1 (edited by mushi 2017-03-14 16:14:46)

Topic: Reverse engineering UBee ddw3611 (bcm43xx wifi)

I came across this Ubee wifi & cabel modem combo.

I couldn't find anywhere that it supports openwrt or dd-wrt. Is it just this device, or is it possible to port OpenWRT to wifi/cable combos?


I'm not that experienced in electrical hardware. What I found:

There's a BCM 43224 abgn wifi mini-pcie card, rebranded as ubee (has fcc id XCNC2104001)

I found a chip on the main board "Atheros AR8315-AH1E". Not sure what it is. Google shows results to chineese electronics suppliers.

It has a USB 2.0 port it seems.

When I boot it up, it gets stuck in a loop, trying to establish a cable connection (I didn't connect it to a coxical cable connection.)

I'm gettinga usb-serial (TTL) adapter soon, so may try to probe for a UART connection to get serial output.


edit: pics of board: imgur.com/a/R5kOk

Re: Reverse engineering UBee ddw3611 (bcm43xx wifi)

Atheros chip is merely the Ethernet PHY/switch; notice it is connected to the Ethernet port transformers.  The CPU / SoC will be under the big heatsink.  The pin header near the cable port looks like it would be serial. 

Very unlikely it can work with OpenWrt.

3 (edited by mushi 2017-03-14 16:14:03)

Re: Reverse engineering UBee ddw3611 (bcm43xx wifi)

mk24 wrote:

The CPU / SoC will be under the big heatsink.

It looks glued or something. Will it make sense to take the heatsink off to identify the chip?

mk24 wrote:

Very unlikely it can work with OpenWrt.

Why is that?

Re: Reverse engineering UBee ddw3611 (bcm43xx wifi)

Trying to pull the heatsink off is likely to damage something. The CPU type and other useful information is usually seen on the serial when it boots.

Re: Reverse engineering UBee ddw3611 (bcm43xx wifi)

mk24 wrote:

The CPU type and other useful information is usually seen on the serial when it boots.

I connected the uart serial and got a bootlog. It's stuck in a loop, maybe because the cable internet isn't attached.

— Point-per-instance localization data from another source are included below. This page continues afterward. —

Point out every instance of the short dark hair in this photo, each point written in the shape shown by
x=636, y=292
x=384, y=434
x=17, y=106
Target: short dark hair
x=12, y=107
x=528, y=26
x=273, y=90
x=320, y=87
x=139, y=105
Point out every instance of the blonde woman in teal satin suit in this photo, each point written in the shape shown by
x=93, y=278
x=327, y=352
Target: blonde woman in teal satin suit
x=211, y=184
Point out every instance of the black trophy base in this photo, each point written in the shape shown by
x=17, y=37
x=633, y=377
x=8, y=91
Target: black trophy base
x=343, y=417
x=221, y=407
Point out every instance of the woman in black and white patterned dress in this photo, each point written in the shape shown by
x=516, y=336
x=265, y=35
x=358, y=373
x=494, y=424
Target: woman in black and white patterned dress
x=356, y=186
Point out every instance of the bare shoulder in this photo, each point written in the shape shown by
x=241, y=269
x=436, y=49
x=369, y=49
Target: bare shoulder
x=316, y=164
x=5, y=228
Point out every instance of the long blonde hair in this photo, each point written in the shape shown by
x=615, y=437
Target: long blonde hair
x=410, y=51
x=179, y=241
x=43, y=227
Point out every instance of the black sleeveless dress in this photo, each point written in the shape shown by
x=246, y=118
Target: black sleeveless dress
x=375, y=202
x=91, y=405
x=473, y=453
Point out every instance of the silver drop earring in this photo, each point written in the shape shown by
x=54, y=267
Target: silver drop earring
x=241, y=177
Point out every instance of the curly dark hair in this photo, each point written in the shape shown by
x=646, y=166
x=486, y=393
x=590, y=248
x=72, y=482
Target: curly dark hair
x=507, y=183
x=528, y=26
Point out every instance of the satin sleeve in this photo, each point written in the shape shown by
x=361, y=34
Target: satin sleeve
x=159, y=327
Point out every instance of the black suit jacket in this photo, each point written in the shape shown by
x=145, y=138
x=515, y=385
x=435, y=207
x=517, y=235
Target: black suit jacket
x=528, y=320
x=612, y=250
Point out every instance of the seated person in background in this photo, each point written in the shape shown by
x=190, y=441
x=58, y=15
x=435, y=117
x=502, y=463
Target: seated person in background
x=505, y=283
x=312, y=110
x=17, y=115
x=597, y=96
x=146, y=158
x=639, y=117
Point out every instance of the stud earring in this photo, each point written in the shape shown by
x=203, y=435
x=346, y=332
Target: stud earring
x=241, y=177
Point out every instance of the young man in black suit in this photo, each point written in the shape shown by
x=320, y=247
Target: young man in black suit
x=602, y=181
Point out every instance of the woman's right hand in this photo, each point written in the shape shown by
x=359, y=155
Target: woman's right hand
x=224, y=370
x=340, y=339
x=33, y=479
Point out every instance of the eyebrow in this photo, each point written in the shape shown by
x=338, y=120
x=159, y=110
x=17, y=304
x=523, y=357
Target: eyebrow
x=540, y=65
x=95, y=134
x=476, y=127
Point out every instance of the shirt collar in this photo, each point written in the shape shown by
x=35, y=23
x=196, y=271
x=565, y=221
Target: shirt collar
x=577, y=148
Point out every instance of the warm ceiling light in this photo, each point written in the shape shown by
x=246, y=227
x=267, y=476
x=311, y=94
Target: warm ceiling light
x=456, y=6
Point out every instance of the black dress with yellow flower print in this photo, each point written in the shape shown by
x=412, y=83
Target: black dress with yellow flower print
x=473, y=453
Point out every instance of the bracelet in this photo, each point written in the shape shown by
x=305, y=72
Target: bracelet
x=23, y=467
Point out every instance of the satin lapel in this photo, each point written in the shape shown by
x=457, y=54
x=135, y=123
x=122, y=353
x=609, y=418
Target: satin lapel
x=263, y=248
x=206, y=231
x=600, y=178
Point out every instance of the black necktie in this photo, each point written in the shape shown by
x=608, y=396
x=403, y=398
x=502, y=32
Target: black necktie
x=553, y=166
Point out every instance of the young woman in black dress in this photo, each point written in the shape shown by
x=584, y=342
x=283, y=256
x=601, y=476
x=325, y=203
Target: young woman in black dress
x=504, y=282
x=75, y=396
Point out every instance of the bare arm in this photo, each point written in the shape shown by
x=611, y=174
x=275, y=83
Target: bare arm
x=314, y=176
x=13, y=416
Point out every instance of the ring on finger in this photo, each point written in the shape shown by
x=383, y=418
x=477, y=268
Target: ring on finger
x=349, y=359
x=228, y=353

Boot log: gist.github.com/anonymous/e17d9f07f153c … 386195881b

Some takeaways:
It has Broadcom firmware, so maybe there's CFE?
Telnet is running at 192.168.100.1. Wasn't able to connect since router keep rebooting.

64M ram
8MB flash

There may be 2 serial outputs (/dev/ser0 and /dev/ser1)

Serial settings I used:
115200
Parity: None
flow: RTS/CTS

The pins on J305 are the serial pins:
      J305
0 RX TX TX 0

I wasn't able to see what I typed on the keyboard, and pressing 1, 2, or p didn't do anything during the prompt.

6 (edited by mk24 2017-03-18 23:12:33)

Re: Reverse engineering UBee ddw3611 (bcm43xx wifi)

You'll need to be able to break in before the stock firmware boots, and get a bootloader prompt. 

Use flow control "None".  RTS/CTS requires the device to assert CTS before the PC will transmit anything.  This connection has no CTS line so it may never work. You can also test your adapter by disconnecting from the router and connecting the adapter's TX and RX wires together, then whatever you type should loop back to the screen.

Re: Reverse engineering UBee ddw3611 (bcm43xx wifi)

mk24 wrote:

You'll need to be able to break in before the stock firmware boots, and get a bootloader prompt. 

Use flow control "None".  RTS/CTS requires the device to assert CTS before the PC will transmit anything.  This connection has no CTS line so it may never work. You can also test your adapter by disconnecting from the router and connecting the adapter's TX and RX wires together, then whatever you type should loop back to the screen.

Thanks. I set flow control to None and was able to type, though characters show up as a gray box. I was able to select '1' to boot the first image. It was similar to image 2 though. Pressing 'p' also boots image 1 or 2. I think it stands for "previous"?

I couldn't get a prompt. Pressed Ctrl+C repeatedly to no avail.